To address the second problem, my group has developed special purpose units for computational tasks such as sorting, comparison of two numbers, logarithm and antilogarithm computation, cryptographic key generation and Boolean Satisfiability.
Publications, patents and artefacts:
- “A Fast, Source-synchronous Ring-based Network-on-Chip Design”, Mandal, Khatri, Mahapatra. Design Automation and Test in Europe (DATE) conference 2012. Mar 12-26, Dresden, Germany. In this paper, we report an extremely fast NoC design using a source-synchronous data transfer. The clock used is an extremely fast, low power resonant clock.
- “CMOS Comparators for High-Speed and Low-Power Applications”, Menendez, Maduike, Garg, Khatri. IEEE International Conference on Computer Design (ICCD), Oct 1-4, 2006, San Jose, CA, pp. 76-81. We present two novel ways to design hardware comparators, yielding about 37% improvement over competing approaches.
- “Sorting Binary Numbers in Hardware – a Novel Algorithm and its Implementation”, Alaparthi, Gulati, Khatri.

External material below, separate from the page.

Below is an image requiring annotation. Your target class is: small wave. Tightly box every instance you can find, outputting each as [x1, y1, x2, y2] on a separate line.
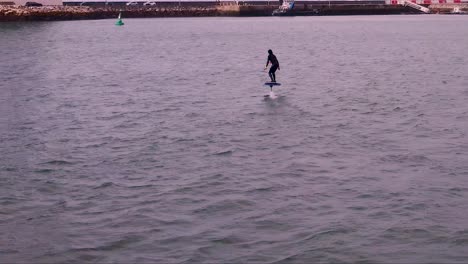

International Symposium on Circuits and Systems (ISCAS) 2009, Taipei, Taiwan. May 24-27, 2009. In this paper, we present a fast special function unit for sorting, which is based on a column scan, and is significantly faster than the best known existing approach, with lower area (for larger numbers).
- “A Novel Cryptographic Key Exchange Scheme using Resistors”, Lin, Ivanov, Johnson, Khatri. IEEE International Conference on Computer Design (ICCD) 2011, Amherst, MA, Oct 2011. pp 451-452. In this paper, we report a practical FPGA based implementation of the Kish cipher, intended to use over the internet. Given a single shared secret between Alice and Bob, they are both able to generate a new shared secret (cryptographic key).
- “VLSI Implementation of a Non-Linear Feedback Shift Register for High-Speed Cryptography Applications”, Lin, Khatri. Great Lakes Symposium on VLSI (GLS-VLSI) 2010. Providence, RI May 16-18, 2010. This paper presents an extremely fast LFSR based cryptographic key generator, which can operate at rates which match OC-768 optical fiber communication rates.
- “A Fast Hardware Approach for Approximate, Efficient Logarithm and Antilogarithm Computations”, Paul, Jayakumar, Khatri. IEEE Transactions on Very Large Scale Integration Systems, vol. 17, number 2, Feb 2009, pp. 269-277.
- “An Efficient, Scalable Hardware Engine for Boolean Satisfiability and Unsatisfiable Core Extraction”, Gulati, Waghmode, Khatri, Shi. IET Computers and Digital Techniques, vol. 2, number 3, May 2008, pp. 214-229. This paper represents a hardware custom IC based implementation of a SAT solver. Boolean constraint propagation is done in hardware, in a fast, scalable manner.